Marlin Jackson said he had to get 28 stitches after a fellow passenger's dog lunged for his face.

A passenger traveling on a 2017 Delta flight is suing the airline and a pet owner, claiming that an emotional support dog bit him in an attack that left permanent damage to his face.

Marlin Jackson of Alabama filed the lawsuit over the June 2017 incident on Friday. He’s accusing the airline and the dog owner, a U.S. Marine, of negligence and demanding an unspecified amount of damages.

The lawsuit states Jackson was in a window seat when the dog sitting on the lap of the passenger next to him lunged for his face and pinned him against the wall of the aircraft, biting his face. The dog was identified on the police report as a mix of chocolate Labrador retriever and pointer. The attack occurred during boarding on a flight scheduled to travel from Atlanta and San Diego. Jackson said he asked the pet owner if the dog would bite before taking his seat.

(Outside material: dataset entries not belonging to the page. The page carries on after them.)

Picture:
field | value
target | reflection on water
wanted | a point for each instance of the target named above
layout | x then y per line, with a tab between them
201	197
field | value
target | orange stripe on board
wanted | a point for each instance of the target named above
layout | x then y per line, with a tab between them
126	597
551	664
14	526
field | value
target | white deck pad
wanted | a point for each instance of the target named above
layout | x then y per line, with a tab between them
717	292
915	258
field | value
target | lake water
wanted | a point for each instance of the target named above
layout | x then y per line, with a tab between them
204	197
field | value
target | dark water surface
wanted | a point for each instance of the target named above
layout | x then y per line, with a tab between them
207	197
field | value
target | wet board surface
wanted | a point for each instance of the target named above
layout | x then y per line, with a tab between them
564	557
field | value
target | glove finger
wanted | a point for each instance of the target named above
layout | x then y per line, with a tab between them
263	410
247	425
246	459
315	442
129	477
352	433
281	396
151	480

The lawsuit claims Jackson bled so badly from his injuries that the airline had to remove the entire row of seats from the plane. He needed 28 stitches for lacerations that left permanent scars and loss of sensation in areas of his face. Jackson is accusing Delta of negligence due to the airline’s failure to ensure the safety of its passengers and for allowing a dog on board without being properly restrained. The lawsuit also argues that the dog’s owner should have been aware that the pet could pose a threat to passengers.

A representative of Delta said the airline would not comment on pending litigation but shared more details on its policy regarding animals onboard.

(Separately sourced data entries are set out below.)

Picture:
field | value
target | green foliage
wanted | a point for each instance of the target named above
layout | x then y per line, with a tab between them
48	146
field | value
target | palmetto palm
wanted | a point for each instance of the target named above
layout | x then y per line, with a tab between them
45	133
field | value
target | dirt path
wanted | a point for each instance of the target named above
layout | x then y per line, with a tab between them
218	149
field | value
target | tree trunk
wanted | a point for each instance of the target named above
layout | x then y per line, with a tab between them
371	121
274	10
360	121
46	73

Delta continuously reviews and enhances its policies and procedures for animals onboard as part of its commitment to health, safety and protecting the rights of customers with disabilities. In 2018, Delta tightened its policies on emotional support animals by requiring a “confirmation of animal training” form as well as other official documentation. The airline also banned pit bulls and animals under four months of age as service or support animals. These policy updates reinforce Delta’s core value of putting safety first, always.

When Delta announced its ban on “pit bull type dogs” as service or support animals on its flights, the airline referenced the June 2017 attack, even though the incident involved a Labrador mix. Such a ban was also scrutinized as it could make life more difficult for people with disabilities who rely on service dogs with pit bull resemblances. Critics also argued that the ban stigmatized certain dog breeds.

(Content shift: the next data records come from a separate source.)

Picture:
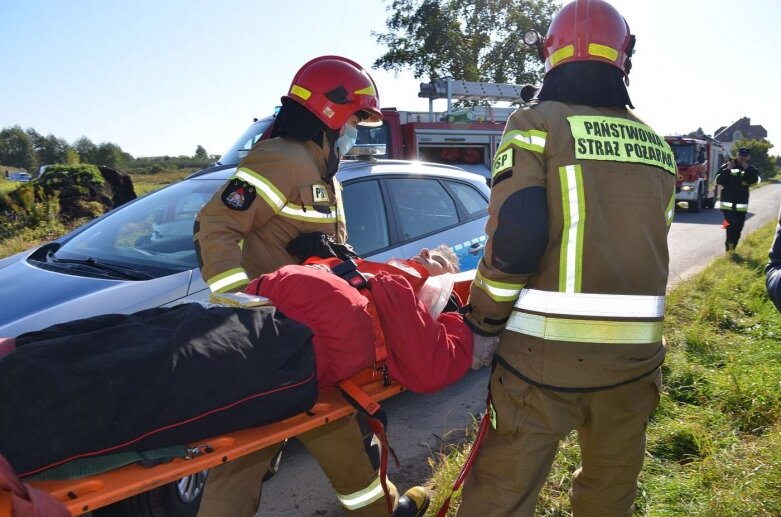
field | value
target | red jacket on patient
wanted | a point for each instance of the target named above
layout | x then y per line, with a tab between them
423	354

Jackson’s lawyers, J. Ross Massey and Graham Roberts of Alexander Shunnarah & Associates, told HuffPost that they were aware Delta had implemented new policies after the incident took place but are questioning why airline employees didn’t follow procedures in place at the time of the attack.

“The attack on Mr. Jackson would not have happened had Delta enforced their own pre-existing policies concerning animals in the cabin,” the attorneys wrote in a statement.

Jackson’s lawyers are arguing the airline assigned the dog and owner to a middle seat, when Delta’s policy at the time indicated a dog of that size should have been secured on the cabin floor and given special seating accommodations.